Kebijakan Lotito ini memang berhasil membawa Lazio menjadi salah satu klub yang paling sehat secara keuangan baik di Italia dan bahkan di Eropa. Analis keuangan independen Deloitte menjuluki Lazio sebagai raksasa mungil namun sehat. Total Assets Lazio memang kecil, namun sejak 2003 hingga saat ini Lazio selalu mencatatkan surplus pada laporan keuangannya. Namun tentu saja, bagi fans, pencapaian Lazio dinilai belum maksimal, dan Lotito adalah biang keladi yang selalu menjadi sasaran cacian.

Seharga Ibrahimovic dan Thiago Silva
Penawaran senilai 90,5 dollar AS itu sendiri menimbulkan ketersinggungan bagi kalangan pendukung garis keras Lazio. Jika dikonversikan menjadi mata uang euro, nilai itu tak lebih dari 70 juta euro, atau kurang-lebih sama  dengan paket transfer Ibrahimovic dan Thiago Silva dari AC Milan ke PSG. Bahkan jauh di bawah dibandingkan banderol yang dipasang Napoli untuk Edinson Cavani.

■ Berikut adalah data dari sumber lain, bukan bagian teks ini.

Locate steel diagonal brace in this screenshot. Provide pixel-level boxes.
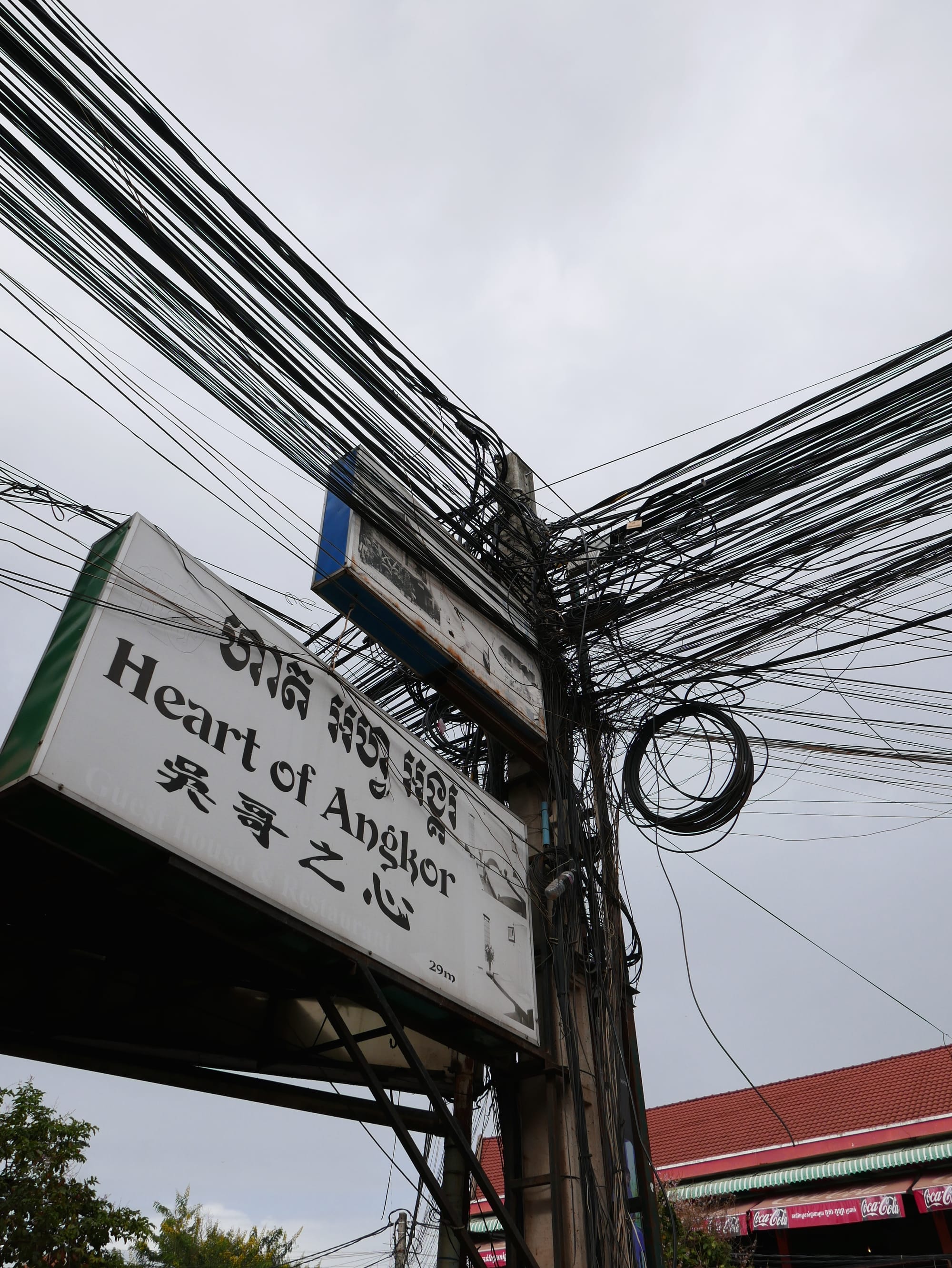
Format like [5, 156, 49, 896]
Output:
[357, 965, 539, 1268]
[318, 994, 492, 1268]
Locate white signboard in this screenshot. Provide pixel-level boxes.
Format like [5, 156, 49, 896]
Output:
[1, 516, 537, 1042]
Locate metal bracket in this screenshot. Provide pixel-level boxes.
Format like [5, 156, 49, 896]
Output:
[360, 965, 539, 1268]
[318, 989, 494, 1268]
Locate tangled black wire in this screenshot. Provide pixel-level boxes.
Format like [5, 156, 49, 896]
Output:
[623, 700, 757, 836]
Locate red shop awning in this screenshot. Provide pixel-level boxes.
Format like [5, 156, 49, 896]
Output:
[749, 1176, 912, 1232]
[912, 1176, 952, 1212]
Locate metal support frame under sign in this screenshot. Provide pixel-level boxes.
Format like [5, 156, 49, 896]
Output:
[321, 966, 539, 1268]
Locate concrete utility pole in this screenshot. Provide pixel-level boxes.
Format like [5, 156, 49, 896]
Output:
[493, 454, 660, 1268]
[393, 1211, 407, 1268]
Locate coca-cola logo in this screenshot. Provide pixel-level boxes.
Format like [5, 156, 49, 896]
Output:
[923, 1184, 952, 1211]
[753, 1206, 790, 1228]
[860, 1193, 900, 1220]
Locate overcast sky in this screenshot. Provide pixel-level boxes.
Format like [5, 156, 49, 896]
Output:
[0, 0, 952, 1249]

Lebih dari itu, seperti saya sebutkan di atas, Lazio adalah nilai-nilai luhur dan sebuah sejarah panjang tentang kebanggaan Lazio sebagai klub pertama di kota Roma, simbol tertua sepakbola di kota abadi. Lazio dan segala sesuatu yang melekat padanya, termasuk kepemilikannya, harus tetap berada di Kota Roma, salah satu bagian dari Regional Lazio. Ketika Walikota dan Dewan Kota Roma pernah mati-matian mencegah Lazio memindahkan basisnya ke luar ibukota Italia tersebut, apakah kini Laziali membiarkan kepemilikan Lazio berpindah ke Timur Tengah?

Trofi?
Nilai-nilai luhur tersebut harganya jauh lebih tinggi dari sekedar sebuah stadion megah atau beberap tambahan trofi. Trofi, bukan itu yang membuat Vicenzo Paparelli memberikan dukungan hingg kehilangan nyawanya di curva nord saat Derby della Capitale. Trofi, bukan itu yang ada di benak Gabriele Sandri. Trofi, bukan itu yang menjadi tujuan utama puluhan ribu Ultras Lazio yang dengan setia memadati curva nord, menempuh salju, hujan dan panas dalam mendukung para pemain biru-langit. Saat Lazio berada di antara elit Serie-A seperti saat ini, dan tak berkurang sedikitpun tatkala Lazio terpuruk di Serie-B. Trofi, bukan itu yang menjadi dasar keikhlasan pimpinan Irriducibili untuk mendekam di penjara karena membela Lazio.

Kalau trofi yang membuat Paparelli, Sandri dan puluhan bahkan ratusan ribu Ultras mendukung dan berkorban demi Lazio selama berpuluh tahun, tentulah sudah sejak lama mereka menjadi Juventini atau Milanisti atau Interisti. Tetapi mereka dengan sadar memilih untuk setia menjadi Laziali. Bukan trofi, bukan stadion megah. Tetapi mereka menghargai dan menghayati nilai-nilai luhur SS Lazio.

Kebanggaan itu lah yang membuat mereka, yang sebenarnya begitu bencinya kepada Lotito, berucap, “Lebih baik kami mati bersama Lotito daripada Lazio dijual kepada mereka!” Tak heran, mereka juga berujar, “Uang dari Arab senilai itu? Itu bahkan tak dapat membuat kami menukarnya dengan sehelai bulu Olimpia!”